LONDON (Reuters) - Fernando Alonso will have yet another engine change for Sunday’s British Grand Prix but Honda said the McLaren driver will escape a grid penalty because the damaged unit will be replaced with used components.
Alonso and team mate Jenson Button were handed 25 place penalties at the previous race in Austria after using their fifth power units of the season, one more than Formula One’s allocation for the season.
Alonso, who returned to McLaren at the end of last year after five seasons with Ferrari, then failed to complete a lap during the race after former team mate Kimi Raikkonen crashed into him.

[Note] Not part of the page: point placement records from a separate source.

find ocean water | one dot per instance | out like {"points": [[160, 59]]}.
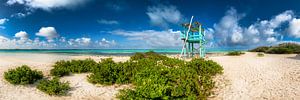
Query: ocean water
{"points": [[105, 51]]}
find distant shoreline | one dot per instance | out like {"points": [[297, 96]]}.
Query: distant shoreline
{"points": [[116, 52]]}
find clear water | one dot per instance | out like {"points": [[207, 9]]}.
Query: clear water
{"points": [[104, 51]]}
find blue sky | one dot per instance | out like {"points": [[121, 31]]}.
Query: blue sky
{"points": [[38, 24]]}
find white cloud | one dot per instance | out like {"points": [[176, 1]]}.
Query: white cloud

“In Spielberg, Fernando was involved in an accident on the first lap of the race, and Jenson had a sensor failure issue. As a result, both cars were forced to retire,” said Honda’s motorsport head Yasuhisa Arai in a Silverstone preview.

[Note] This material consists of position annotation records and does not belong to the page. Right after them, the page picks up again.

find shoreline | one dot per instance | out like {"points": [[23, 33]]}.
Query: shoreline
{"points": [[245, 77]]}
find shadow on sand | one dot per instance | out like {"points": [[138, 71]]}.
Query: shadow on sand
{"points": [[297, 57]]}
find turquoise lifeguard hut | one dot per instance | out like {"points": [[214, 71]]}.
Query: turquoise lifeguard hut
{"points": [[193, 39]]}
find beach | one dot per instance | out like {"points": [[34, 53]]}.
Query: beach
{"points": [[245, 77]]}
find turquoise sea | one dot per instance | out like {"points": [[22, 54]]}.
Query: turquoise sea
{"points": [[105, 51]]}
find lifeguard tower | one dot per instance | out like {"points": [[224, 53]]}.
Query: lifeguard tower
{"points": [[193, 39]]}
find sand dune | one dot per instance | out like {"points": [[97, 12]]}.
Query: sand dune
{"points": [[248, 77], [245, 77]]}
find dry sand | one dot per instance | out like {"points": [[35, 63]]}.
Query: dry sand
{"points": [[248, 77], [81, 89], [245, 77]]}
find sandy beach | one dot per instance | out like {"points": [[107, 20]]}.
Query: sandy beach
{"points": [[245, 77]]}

“We have since completed thorough checks of both power units back at the factory, and we believe that Fernando’s power unit has sustained damage from the accident, and it may be necessary to change the engine.

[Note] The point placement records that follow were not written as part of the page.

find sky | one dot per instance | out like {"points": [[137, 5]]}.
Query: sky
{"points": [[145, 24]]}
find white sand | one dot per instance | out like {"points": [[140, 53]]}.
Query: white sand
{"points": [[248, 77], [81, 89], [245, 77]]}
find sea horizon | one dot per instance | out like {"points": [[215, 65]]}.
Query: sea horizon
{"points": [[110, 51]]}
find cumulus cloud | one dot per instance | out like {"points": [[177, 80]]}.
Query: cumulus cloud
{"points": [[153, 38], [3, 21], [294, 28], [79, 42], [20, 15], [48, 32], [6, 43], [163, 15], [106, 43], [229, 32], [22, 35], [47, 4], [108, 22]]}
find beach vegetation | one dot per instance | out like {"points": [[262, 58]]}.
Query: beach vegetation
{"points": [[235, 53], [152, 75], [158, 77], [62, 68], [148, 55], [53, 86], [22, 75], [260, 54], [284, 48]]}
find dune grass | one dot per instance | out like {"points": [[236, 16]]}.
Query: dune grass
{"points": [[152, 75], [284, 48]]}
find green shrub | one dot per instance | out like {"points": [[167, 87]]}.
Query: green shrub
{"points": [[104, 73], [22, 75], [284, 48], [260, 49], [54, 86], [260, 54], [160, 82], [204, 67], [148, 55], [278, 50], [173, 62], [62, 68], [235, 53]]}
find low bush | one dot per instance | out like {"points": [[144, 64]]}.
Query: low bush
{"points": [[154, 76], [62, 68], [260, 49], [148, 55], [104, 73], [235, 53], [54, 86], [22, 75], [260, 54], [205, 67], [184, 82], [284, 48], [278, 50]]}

“As for Jenson’s power unit this weekend, the issue is still under investigation.”
A Honda spokeswoman confirmed that Alonso would need a new engine but said it would not be a brand new one but put together from components from within the allocation that remained serviceable.
Alonso has yet to score any points in eight races while it would take a miracle for Button, who has four points to his credit, to appear on the Silverstone podium for the first time in his Formula One career this weekend.
“We won’t be on the podium this year,” the 35-year-old Briton, world champion with Brawn GP in 2009 and now the most experienced driver currently in Formula One, told reporters after Austria.
“I don’t go into Silverstone thinking I might not ever finish on the podium. I still hold out hope...but you’ve got to be realistic and realize that is not possible right now.”
Asked then what his late father John, a popular and much-missed paddock figure, would have said to the McLaren engineers about the team’s troubled start to the new partnership with Honda, Button replied with a smile.
“You don’t want to know what he would say. The team don’t want to know what he would say.”